Para usar um termo da moda, não está no nosso DNA o compromisso com a busca por uma sociedade mais justa, menos desigual e mais feliz. Nesse sentido, a muito pertinente crítica de Jessé Souza ao legado de Holanda sobre a “cordialidade” brasileira, que justificará o nosso complexo de vira-lata, pode ser estendida ainda mais para o que entendo ser o nosso “pecado original”, ou seja, a falta de uma construção histórica das bases orgânicas unindo os diversos povos que aqui se misturaram para um projeto maior de cidadania. Como querer que violências, inclusive do tipo já citado, parem de acontecer de um dia para o outro, se não construímos jamais uma ponte mínima de civilidade entre as classes sociais? A democracia entre nós é mais do que um mal-entendido, como nos aponta Jessé, pois como entender a democracia sem cidadania? Ora, jamais houve cidadania para todos nesse país. Jamais haverá democracia com esse modelo.

Daí a falta de perdão para o nosso gigante verde e amarelo. Gigante para quem? Para os perdedores locais, pegando emprestado o conceito de perdedores globais de Kurz(9), o Brasil é minúsculo, restrito às comunidades do tipo da que foi invadida. É lá que a maioria do povo brasileiro se vê amparada, seja por traficantes ou milícias que comandam o local. O Estado virou as costas para esse povo há séculos, a elite gostaria de bombardear as favelas como nos filmes de guerra do “Tio Sam” e a classe média não se olha no espelho para não ver suas origens ali.

Portanto, entendo a raiva de Jessé ao enaltecer os povos escandinavos com suas sociedades tão mais igualitárias, em relação ao temos no nosso país.
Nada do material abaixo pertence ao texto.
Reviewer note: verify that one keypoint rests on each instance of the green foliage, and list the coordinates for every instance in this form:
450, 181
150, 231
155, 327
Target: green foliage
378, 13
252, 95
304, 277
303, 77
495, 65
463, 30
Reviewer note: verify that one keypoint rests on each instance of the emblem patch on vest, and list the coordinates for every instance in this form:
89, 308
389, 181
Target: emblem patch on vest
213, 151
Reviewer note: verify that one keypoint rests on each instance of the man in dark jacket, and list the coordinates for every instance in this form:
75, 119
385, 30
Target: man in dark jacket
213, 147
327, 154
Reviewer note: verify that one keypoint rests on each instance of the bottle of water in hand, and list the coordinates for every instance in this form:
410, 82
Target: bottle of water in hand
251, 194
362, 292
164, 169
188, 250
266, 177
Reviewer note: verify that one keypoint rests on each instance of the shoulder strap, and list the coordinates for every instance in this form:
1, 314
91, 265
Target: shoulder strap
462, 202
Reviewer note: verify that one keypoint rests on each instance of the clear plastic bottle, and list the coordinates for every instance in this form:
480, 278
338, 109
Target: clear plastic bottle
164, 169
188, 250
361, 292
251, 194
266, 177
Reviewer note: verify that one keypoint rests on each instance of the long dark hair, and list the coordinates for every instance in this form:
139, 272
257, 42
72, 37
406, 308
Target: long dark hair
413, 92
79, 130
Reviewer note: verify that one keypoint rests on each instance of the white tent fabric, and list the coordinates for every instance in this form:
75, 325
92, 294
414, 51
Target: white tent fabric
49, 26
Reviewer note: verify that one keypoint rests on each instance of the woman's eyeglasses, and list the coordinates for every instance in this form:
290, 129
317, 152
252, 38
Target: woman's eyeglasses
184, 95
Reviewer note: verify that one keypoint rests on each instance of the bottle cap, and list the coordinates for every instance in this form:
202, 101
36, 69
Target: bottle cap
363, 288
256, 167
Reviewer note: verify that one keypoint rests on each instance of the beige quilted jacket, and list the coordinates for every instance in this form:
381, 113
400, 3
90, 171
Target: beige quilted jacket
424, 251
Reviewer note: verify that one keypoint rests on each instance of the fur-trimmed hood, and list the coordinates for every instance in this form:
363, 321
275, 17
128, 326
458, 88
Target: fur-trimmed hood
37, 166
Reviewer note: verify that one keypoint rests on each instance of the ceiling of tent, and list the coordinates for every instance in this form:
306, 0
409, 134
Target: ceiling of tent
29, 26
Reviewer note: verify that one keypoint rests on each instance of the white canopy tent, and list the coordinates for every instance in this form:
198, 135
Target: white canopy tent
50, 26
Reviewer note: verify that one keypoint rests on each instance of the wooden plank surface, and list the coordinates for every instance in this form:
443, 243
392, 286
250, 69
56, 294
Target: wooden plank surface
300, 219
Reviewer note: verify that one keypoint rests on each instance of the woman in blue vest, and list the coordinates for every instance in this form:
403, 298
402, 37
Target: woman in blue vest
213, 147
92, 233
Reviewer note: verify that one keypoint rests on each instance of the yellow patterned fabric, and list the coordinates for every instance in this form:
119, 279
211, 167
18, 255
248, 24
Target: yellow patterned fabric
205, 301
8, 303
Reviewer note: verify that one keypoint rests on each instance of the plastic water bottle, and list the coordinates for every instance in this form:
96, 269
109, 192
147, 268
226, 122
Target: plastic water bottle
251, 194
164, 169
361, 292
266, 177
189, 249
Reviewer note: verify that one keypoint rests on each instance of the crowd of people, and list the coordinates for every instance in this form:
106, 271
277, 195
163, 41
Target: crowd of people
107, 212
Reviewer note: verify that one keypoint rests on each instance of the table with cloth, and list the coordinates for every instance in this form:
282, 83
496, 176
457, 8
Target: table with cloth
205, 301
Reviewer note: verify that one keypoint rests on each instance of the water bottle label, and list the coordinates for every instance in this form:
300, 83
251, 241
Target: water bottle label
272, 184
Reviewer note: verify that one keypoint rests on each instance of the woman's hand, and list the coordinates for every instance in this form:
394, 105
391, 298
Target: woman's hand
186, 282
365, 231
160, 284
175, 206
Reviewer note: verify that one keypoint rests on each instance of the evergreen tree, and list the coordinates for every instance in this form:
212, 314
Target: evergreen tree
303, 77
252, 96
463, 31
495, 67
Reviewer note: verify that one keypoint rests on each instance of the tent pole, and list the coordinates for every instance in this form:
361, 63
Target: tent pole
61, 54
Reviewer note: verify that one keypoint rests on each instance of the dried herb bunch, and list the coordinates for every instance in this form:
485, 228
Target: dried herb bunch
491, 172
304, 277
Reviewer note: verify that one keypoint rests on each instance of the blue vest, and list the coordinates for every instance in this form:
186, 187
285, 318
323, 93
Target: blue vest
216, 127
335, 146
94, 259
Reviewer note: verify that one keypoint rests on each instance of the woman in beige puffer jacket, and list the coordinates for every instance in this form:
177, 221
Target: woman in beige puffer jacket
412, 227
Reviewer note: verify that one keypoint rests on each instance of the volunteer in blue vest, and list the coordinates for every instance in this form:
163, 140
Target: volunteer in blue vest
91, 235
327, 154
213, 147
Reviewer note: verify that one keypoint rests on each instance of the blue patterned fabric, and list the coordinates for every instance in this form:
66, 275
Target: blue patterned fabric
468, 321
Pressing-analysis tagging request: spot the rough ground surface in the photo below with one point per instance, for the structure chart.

Porém, é preciso não perder o foco da trajetória histórica de cada um. O Brasil não se constituiu como nação vivenciando as etapas “genéticas” desses povos. Explico melhor: as fases históricas que Engels nos relatou(10), quais foram, a fase comunal, a fase da barbárie e a fase da civilização não se deram em solo pátrio pelo mesmo povo, sequer pela vontade schopenhaueriana de seres humanos com a mesma etnia. Ao contrário, somos frutos de diferentes povos, em diferentes momentos da nossa própria trajetória. E mais. A cada fase ultrapassada, o rastro que deixamos foi de sangue, suor e lágrimas. Em outras palavras, assassinatos, massacres e chacinas; escravidão e superexploração; espoliação, humilhação e naturalização de tudo isso.

O perdão, ou o acerto de contas entre as classes, tão comum nas histórias das atuais nações desenvolvidas, não foi fruto da intervenção divina. Muito menos do líder messiânico que até hoje esperamos. Todos os povos se construíram socialmente através das fases engelianas. Não será diferente conosco. Eu imagino o quão difícil seja imaginar isso. Afinal, para quem conhece um pouco da história mundial, essas fases ensejaram guerras civis, revoluções de verdade (e não falácias como ditaduras) e até desmembramentos de territórios. Só assim se penitenciaram com os seus semelhantes e se perdoaram. Hoje são alvos da nossa inveja. Mas não chegaremos a esta etapa que suscita inveja sem trilhar o mesmo caminho de todos, ainda que com nossas peculiaridades e singularidades. Não seremos perdoados pela história se não perdoarmos nossos irmãos de cidadania menos favorecidos. Eldorado dos Carajás, Carandiru, Candelária, Jacarezinho, entre tantos outros, precisam acabar.

*André Márcio Neves Soares é doutorando em Políticas Sociais e Cidadania na Universidade Católica do Salvador (UCSAL).

Notas


(1) SOUZA, Jessé. A elite do atraso: da escravidão à Lava Jato. Rio de Janeiro, Leya, 2017.

(2) ANTUNES, Ricardo. Adeus ao trabalho? São Paulo, Cortez, 2007.

(3) https://www.opendemocracy.net/pt/ascensao-narcomilicia-neopentecostal-brasil/;

(4) https://brasil.elpais.com/brasil/2020-09-20/padre-julio-lancellotti-nao-se-humaniza-a-vida-numa-sociedade-como-a-nossa-sem-conflito.html;

(5) MBEMBE, Achille. Necropolítica. São Paulo, N -1 Edições, 2018.

(6) LOWY, Michael. Aviso de incêndio: uma leitura das teses “Sobre o conceito de história”. São Paulo, Boitempo, 2005.

(7) SCHOPENHAUER, Arthur. O mundo como vontade e representação. Rio de Janeiro, Contraponto, 2016.

(8) LONDON, Jack. O povo do abismo. São Paulo. Expressão Popular. 2020.

(9) KURZ, Robert. https://www1.folha.uol.com.br/fsp/1995/10/01/mais!/16.html;

(10) ENGELS, Friedrich. A origem da família, da propriedade privada e do Estado. São Paulo. Boitempo. 2019.